The applicant was sentenced before the District Court to 16 years’ imprisonment in respect of seven offences including rape, burglary and indecent assault. The appeal against sentence was argued on the basis that it was manifestly excessive because of comparable authorities and a misapplication of the principle of totality. President Sofronoff wrote the leading judgment (with whom Morrison and McMurdo JJA agreed), granted leave and allowed the appeal.  

The applicant had committed a series of offences from 1993 and was sentenced to terms of imprisonment at the age of 18 years. [1]. Subsequently, in 1996, he committed the seven offences subject of the appeal against sentence. [2]. No charge was laid in respect of these matters until 2013 when DNA evidence was unearthed by Police. [10].

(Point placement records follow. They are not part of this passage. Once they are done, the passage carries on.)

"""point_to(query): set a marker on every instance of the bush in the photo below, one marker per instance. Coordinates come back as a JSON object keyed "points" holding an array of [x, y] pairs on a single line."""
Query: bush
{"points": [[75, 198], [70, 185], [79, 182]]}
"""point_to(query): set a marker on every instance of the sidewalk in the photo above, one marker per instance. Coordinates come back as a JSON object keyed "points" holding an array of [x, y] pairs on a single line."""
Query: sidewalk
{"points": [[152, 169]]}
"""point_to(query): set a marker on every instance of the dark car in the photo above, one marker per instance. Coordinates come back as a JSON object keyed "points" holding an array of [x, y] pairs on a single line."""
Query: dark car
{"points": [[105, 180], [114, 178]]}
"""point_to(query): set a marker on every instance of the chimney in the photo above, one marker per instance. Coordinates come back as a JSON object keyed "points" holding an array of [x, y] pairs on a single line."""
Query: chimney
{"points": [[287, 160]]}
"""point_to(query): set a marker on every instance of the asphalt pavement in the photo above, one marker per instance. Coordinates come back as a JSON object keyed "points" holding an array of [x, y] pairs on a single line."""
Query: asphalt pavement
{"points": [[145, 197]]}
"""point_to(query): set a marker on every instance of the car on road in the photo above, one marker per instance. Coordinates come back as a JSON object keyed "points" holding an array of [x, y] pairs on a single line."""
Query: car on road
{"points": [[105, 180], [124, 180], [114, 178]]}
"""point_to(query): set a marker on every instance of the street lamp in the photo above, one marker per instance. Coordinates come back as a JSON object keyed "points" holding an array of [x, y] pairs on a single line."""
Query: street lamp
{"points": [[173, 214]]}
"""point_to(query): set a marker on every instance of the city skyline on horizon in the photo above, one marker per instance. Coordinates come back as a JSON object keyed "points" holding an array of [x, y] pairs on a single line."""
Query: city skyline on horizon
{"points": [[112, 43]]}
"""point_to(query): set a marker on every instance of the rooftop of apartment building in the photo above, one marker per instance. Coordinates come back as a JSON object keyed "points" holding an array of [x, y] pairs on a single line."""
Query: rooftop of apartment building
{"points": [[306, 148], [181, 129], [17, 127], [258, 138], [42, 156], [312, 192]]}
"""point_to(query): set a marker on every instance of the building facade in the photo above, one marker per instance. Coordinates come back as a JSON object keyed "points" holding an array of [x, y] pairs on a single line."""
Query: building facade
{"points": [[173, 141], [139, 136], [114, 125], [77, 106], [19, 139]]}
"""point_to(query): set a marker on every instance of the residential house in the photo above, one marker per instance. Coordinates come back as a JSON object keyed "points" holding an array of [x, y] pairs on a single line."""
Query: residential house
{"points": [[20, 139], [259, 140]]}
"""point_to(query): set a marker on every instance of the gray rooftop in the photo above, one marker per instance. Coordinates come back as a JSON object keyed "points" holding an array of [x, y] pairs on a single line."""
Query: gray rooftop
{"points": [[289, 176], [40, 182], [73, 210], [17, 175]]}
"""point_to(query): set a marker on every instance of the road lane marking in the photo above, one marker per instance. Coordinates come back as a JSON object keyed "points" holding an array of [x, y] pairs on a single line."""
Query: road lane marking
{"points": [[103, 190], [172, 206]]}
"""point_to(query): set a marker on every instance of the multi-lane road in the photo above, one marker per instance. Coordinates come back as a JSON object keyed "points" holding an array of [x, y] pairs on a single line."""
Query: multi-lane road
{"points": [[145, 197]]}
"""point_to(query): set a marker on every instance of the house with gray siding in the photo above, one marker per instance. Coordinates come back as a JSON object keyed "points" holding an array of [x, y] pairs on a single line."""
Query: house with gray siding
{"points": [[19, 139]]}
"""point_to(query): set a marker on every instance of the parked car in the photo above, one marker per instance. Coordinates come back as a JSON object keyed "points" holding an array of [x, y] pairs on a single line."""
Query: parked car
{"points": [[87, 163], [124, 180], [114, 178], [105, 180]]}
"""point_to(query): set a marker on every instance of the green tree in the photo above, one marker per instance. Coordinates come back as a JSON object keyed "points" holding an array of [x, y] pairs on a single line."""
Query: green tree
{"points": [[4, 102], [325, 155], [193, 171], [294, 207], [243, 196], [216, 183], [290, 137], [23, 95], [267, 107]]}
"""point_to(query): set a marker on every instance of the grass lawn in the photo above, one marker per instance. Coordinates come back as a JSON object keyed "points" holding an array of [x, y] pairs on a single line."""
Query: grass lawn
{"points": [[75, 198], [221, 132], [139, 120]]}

During the interval the applicant was sentenced in Victoria to imprisonment and then to a 22 year term of imprisonment in New South Wales for murder. [5]–[6]. The full-time expiry of that sentence was 26 April 2021, therefore there was only a short period of overlap with the periods imposed in the District Court on 1 March 2019. The effect of the sentence at first instance was to extend the duration of the applicant’s imprisonment to 1 March 2035 and would have seen the applicant continuously incarcerated from the age of 24 to the age of 57. [38].

President Sofronoff distinguished the seminal case of Mill v The Queen (1988) 166 CLR 59 on the basis that the offending for which the applicant was to be punished was not related closely in time. [18]–[20]. His Honour, however, revisited the principle of totality and discussed its constituent parts including notions of proportionality and the prohibition on double punishment. [22].

Ultimately, his Honour opined that another aspect of the principle of totality, namely to avoid a sentence that is “crushing” was applicable and had not been employed to sufficiently ameliorate the sentence at first instance. [30]. Consequently, the sentence was varied by reducing the effective head sentence to 10 years’ imprisonment and a parole eligibility date was set after a 40 percent custodial portion. [42].